Losing a baby is an experience that can leave a lasting impact on the lives of all those affected. Yet, even in 2023, the subject of baby loss and miscarriage is still often enveloped in silence. As a memorial jewellery brand that works with parents who have experienced this unimaginable pain, we believe it is time to break the silence and start talking about baby loss to allow those who are grieving a safe space to talk about their bereavement and find the appropriate support.
Baby loss can be challenging to bring up to those around you, especially if your close friends and family don’t know you are trying for a baby. If you are attempting to reach out to your support network, remember that your grief is valid and losing a baby at any stage can cause you to experience the five stages of grief.
We also believe it is important to recognise all parties affected by baby loss and acknowledge the less spoken-about forms of baby loss, including loss of the ability to carry a child, caused by various reasons, including premature menopause, or grief due to an adoption falling through.
Losing a baby can be a lonely and isolating experience for a considerable number of parents. And it is not uncommon to feel as thorough you are the only one going through this grief.
Sadly baby loss is more common than most people realise. According to the World Health Organisation, an estimated 2.6 million stillbirths occur worldwide yearly. Of course, knowing that other parents are going through the same heartbreak doesn’t make your loss feel lighter. However, it may help to reach out to local or online support groups where others can empathise with your loss and offer mutual support during this time.

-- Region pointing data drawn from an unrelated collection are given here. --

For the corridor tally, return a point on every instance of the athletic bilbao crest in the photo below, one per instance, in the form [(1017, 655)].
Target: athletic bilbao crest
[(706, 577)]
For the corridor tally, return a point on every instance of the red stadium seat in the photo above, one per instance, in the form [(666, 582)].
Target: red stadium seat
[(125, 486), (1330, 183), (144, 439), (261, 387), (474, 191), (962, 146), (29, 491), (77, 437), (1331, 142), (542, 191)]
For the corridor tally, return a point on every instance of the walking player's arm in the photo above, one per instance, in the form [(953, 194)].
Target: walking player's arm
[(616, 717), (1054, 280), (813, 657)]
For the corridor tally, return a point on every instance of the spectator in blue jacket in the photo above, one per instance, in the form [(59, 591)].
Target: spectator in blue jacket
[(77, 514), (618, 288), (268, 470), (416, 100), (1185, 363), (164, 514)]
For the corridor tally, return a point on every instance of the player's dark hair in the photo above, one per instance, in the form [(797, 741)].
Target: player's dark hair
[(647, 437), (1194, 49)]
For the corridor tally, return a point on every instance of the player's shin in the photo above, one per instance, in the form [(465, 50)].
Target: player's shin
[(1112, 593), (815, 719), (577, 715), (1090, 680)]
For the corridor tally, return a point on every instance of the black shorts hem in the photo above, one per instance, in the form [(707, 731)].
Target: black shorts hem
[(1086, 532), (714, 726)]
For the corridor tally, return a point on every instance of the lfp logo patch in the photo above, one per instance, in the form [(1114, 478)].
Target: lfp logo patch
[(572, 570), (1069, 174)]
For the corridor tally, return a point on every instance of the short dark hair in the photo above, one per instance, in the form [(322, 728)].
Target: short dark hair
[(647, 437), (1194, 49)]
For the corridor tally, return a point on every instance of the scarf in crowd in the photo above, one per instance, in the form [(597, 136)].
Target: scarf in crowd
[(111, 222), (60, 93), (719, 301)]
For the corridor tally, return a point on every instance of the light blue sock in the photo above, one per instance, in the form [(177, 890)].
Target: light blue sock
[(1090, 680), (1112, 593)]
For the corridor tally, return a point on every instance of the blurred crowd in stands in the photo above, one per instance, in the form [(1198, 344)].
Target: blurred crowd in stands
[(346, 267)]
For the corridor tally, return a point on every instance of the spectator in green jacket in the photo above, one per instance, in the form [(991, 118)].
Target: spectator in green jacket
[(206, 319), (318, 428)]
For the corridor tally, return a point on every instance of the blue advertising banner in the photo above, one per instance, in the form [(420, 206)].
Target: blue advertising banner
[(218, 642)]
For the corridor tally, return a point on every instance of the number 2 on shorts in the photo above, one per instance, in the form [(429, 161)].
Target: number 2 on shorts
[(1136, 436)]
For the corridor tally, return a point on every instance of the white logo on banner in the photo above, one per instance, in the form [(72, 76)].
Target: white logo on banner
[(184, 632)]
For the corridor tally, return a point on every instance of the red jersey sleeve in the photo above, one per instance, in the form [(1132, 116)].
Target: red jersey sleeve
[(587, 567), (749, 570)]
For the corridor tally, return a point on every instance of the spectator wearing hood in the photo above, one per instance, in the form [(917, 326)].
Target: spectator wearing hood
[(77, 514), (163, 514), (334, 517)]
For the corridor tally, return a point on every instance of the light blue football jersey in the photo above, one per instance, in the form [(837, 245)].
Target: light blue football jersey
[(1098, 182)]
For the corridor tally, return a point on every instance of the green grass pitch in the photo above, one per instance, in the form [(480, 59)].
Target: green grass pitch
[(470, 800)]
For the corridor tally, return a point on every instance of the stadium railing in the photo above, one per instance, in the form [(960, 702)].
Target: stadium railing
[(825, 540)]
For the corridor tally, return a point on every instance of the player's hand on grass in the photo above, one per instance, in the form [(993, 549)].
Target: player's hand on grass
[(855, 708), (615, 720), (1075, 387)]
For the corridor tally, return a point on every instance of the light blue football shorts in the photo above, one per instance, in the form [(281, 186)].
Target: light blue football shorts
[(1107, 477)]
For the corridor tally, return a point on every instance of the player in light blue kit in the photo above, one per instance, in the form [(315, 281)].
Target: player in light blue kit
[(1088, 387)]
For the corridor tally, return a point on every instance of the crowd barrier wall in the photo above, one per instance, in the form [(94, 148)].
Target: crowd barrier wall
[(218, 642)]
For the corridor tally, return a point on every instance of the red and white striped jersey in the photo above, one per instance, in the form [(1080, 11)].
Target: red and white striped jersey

Despite the prevalence of baby loss, many people hesitate to discuss it. This may be because you could fear no one will understand your grief. Although it is a difficult topic to bring up, you may wish to talk about your loss with family and friends. If you struggle to bring up the subject, some parents choose to wear a piece of memorial jewellery to help them open up the conversation with loved ones. But, of course, there is also the option to speak to bereavement professionals should you not feel ready to talk to your friends and family about your loss.
As a family member or close friend witnessing someone else go through a baby loss, you may fear saying the wrong thing or worry about upsetting the parents. However, without the opportunity to share their grief and process their feelings, parents may be unable to move forward and isolate themselves further from their support network. It’s not your job to put a pretty plaster over their wounds. However, offering a supportive ear allows them to talk about their grief and how it affects them.
In addition to talking about baby loss, we also believe parents deserve the right to receive the professional support and care they need. This may include counselling, therapy, or access to support groups.
If you would like to find specialised support after a baby loss but aren’t sure where to look, we recommend going to your GP, who can signpost you for counselling or an agency that can offer help.
The Sands website is also a valuable resource for information on their helpline team for more immediate and safe support. Alternatively, specialised bereavement support services from charities, such as the Lullaby Trust, help anyone affected by the sudden loss of a baby or young child.
It’s time we break the silence and start talking about baby loss. By doing so, we can create a culture of support and understanding for those affected and ensure that parents who have experienced baby loss receive the care and compassion they deserve. So let’s start the conversation today.